Friday, Aug. 23, 1968
"We're Going to Get You"
Shipping can be a hard-knuckled business, but never had the Australian Tonnage Committee, a group of 15 shipping companies involved in Europe-Australia trade, heard such a barefisted challenge. Dropping in at the committee's London office recently, N. I. ("Nicky") Zuev, vice president of the Soviet Union's ship-chartering agency Sovfracht, was in a vile mood. He complained that the committee, which is made up of shipping operators from eight countries, had unfairly treated the Russians, then warned: "Now we're going to get you."
With that salvo, the Soviets last month launched their latest assault on what has long been pretty much a free-world preserve: seaborne trade between non-Communist nations. The Soviet merchant fleet has been ranging beyond bloc trade routes for years, of course, but never have its excursions been quite so bold. At stake in the London confrontation are shipping revenues of about $192 million a year, which are now shared by the Italian, French, West German, Dutch, Scandinavian and British lines that form the in-group serving trade routes between Europe and Australia. Last year the Russians sent six ships to Australian ports to pick up 146,000 tons of wool destined for the Soviet Union. Bargaining for a bigger piece of the action this time, they have proposed to run 36 round trips a year to Australia. That would be enough to take a third of the entire Australian trade, worth $31 million. If not allowed into the conference, the Russians threaten to sail outside--at profit-busting rates.
Real Threat. The Soviet push is backed up by a fast-growing merchant fleet. A virtual nonentity 15 years ago, the Red fleet now numbers 1,350 oceangoing ships totaling 10 million tons, ranks sixth in the world, after Liberia (actually a "flag of convenience" for ships of many nations), Britain, the U.S., Norway and Japan. At its current million-ton-a-year growth rate, the U.S.S.R. could well be at the top by the early 1970s.
Many shipowners agree with President Manuel Diaz of American Export Isbrandtsen Lines that the Soviet fleet is a "very real threat." Since the Soviet government need not show a profit on its ships, goes the argument, Communist ships could easily cut rates and drive free-world ships out of business.

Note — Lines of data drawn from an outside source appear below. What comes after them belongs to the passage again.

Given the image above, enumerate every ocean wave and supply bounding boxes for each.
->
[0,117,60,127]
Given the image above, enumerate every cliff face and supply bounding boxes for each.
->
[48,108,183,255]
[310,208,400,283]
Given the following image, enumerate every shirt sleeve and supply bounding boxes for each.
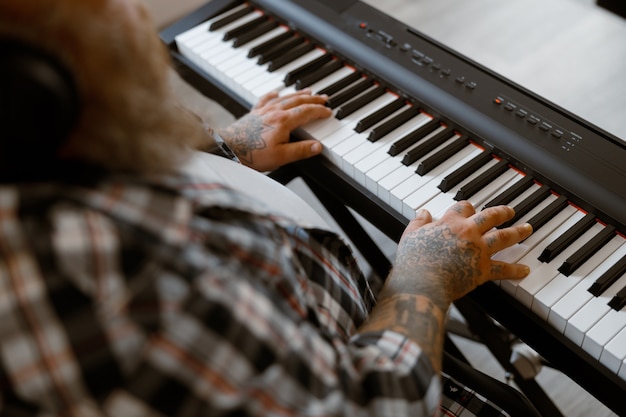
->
[114,219,440,417]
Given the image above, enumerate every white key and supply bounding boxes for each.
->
[493,192,575,292]
[402,144,483,219]
[565,260,626,346]
[354,113,432,186]
[600,326,626,373]
[548,240,626,333]
[532,232,624,320]
[582,288,626,359]
[515,213,602,308]
[243,48,326,97]
[381,135,461,212]
[467,169,523,210]
[378,126,445,205]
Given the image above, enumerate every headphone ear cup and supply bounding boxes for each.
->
[0,41,79,170]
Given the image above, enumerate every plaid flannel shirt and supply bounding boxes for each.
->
[0,167,508,417]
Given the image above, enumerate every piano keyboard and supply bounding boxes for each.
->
[162,2,626,404]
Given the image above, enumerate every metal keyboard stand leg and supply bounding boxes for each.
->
[454,297,563,417]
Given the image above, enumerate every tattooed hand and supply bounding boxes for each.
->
[359,202,532,371]
[218,90,332,171]
[388,201,532,308]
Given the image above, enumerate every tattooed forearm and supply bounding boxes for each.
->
[359,294,445,371]
[220,114,272,165]
[388,226,481,308]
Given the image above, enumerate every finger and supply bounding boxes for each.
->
[444,201,476,217]
[483,223,533,255]
[470,206,515,233]
[280,94,328,110]
[281,104,333,131]
[490,261,530,280]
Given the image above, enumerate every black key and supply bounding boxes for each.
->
[587,256,626,297]
[248,30,296,58]
[317,72,363,96]
[259,36,304,65]
[296,59,344,90]
[233,20,278,48]
[367,106,421,142]
[609,287,626,311]
[498,186,550,229]
[335,85,385,120]
[558,225,615,276]
[285,54,333,85]
[354,98,406,133]
[402,127,454,166]
[209,6,254,31]
[437,151,492,193]
[483,175,534,208]
[454,159,509,201]
[326,78,373,109]
[387,119,441,156]
[222,16,267,42]
[415,135,468,175]
[267,42,315,72]
[537,214,596,262]
[528,195,567,232]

For their part, the Russians say that they are anxious to join the rate-setting conferences that they once condemned as "capitalist cartels." "I see no reason why we should not operate like other shipping men," says George Maslov, London-based boss of Russia's Anglo-Soviet Shipping Co. "We do not aim to dominate world shipping, but if opportunities do arise to make some money on the side with our fleet, we certainly won't pass them up."